If you are trying to store dog food long term, it is essential to know when the food has gone bad and it is time to get rid of it. There is a fine line between making the food last as long as possible and reaching the point of rancid or moldy food. Here are some ways to tell that it is time to throw the food out

  • Expiration Date: All dog food bags have an expiration date on them. Even though some food can last longer than those dates, it’s a good idea to get rid of dog food when that day has passed.
  • Mold: If you see any signs of mold growth either in the food or your container, you need to throw the food out. Mold can be very toxic to dogs.
  • Bugs: You may start to notice weevils, meal moths, or numerous other bugs that enjoy grains and meats. Get rid of the food immediately and inspect the areas around your container to ensure the bugs are not elsewhere. Although many of the bugs in dog food are not harmful when ingested, not getting rid of them immediately can lead to an infestation of all the food in your house, not just dog food.
  • Smell: If the dog food begins to smell like paint or chemicals, it has gone rancid and needs to be thrown out.
  • Your dog Won’t Eat: Although there are many possible causes for loss of appetite in dogs, if your dog starts to refuse their food or eat smaller portions, there is a good chance that the food is starting to go bad.

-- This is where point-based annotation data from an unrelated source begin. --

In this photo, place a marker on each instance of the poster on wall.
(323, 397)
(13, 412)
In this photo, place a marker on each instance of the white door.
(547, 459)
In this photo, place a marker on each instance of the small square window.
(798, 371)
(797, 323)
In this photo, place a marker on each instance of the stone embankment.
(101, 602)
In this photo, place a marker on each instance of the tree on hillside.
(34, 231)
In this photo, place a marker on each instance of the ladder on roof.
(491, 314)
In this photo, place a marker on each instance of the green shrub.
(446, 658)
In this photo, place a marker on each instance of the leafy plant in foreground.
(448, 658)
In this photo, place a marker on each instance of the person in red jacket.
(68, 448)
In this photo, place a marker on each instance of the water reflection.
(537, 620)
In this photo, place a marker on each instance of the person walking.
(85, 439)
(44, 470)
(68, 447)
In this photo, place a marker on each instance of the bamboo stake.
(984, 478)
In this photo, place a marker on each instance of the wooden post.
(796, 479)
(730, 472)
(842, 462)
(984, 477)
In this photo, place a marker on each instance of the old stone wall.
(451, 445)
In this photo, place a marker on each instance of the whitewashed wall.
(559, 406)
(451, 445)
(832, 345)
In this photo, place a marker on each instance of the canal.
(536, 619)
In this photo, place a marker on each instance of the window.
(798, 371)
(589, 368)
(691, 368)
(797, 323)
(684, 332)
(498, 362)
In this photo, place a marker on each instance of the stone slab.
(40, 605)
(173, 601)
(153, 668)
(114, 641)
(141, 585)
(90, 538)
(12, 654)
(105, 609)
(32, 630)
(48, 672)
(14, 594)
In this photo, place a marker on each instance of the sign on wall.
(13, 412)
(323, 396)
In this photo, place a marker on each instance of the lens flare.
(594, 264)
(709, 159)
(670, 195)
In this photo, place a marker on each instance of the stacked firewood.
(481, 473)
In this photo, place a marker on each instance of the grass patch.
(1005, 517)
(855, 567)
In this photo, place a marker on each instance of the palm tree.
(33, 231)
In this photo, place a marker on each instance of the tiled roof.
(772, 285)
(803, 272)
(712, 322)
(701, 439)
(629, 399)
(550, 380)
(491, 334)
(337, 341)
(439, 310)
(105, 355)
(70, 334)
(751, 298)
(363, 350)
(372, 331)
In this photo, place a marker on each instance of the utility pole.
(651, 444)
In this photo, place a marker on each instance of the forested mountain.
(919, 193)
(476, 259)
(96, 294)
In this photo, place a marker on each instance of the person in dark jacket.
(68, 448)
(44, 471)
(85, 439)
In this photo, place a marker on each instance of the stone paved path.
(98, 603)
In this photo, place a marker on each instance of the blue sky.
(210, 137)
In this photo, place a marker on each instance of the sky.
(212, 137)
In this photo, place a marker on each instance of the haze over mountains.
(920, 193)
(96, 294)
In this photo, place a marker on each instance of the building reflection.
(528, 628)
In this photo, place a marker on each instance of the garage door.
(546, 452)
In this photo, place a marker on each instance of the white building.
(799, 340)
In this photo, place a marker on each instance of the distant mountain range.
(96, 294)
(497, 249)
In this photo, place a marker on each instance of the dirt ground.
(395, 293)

It’s important to properly store your dog’s food to ensure its freshness and prevent any health issues. This can be achieved by keeping the food in its original packaging, storing it in an airtight container in a cool, dry place, and freezing it if it will be open for longer than a month. For wet food, pay attention to expiration dates, keep the cans cool, and don’t use dented cans.

When you open it, use a can cap and store it in the fridge for up to five days. It is also important to check expiration dates on dry food and avoid storing it in plastic containers or automatic feeders. Cleaning the container regularly and keeping it dry can also help prevent spoilage. Following these tips can help ensure that your dog’s food stays fresh and healthy.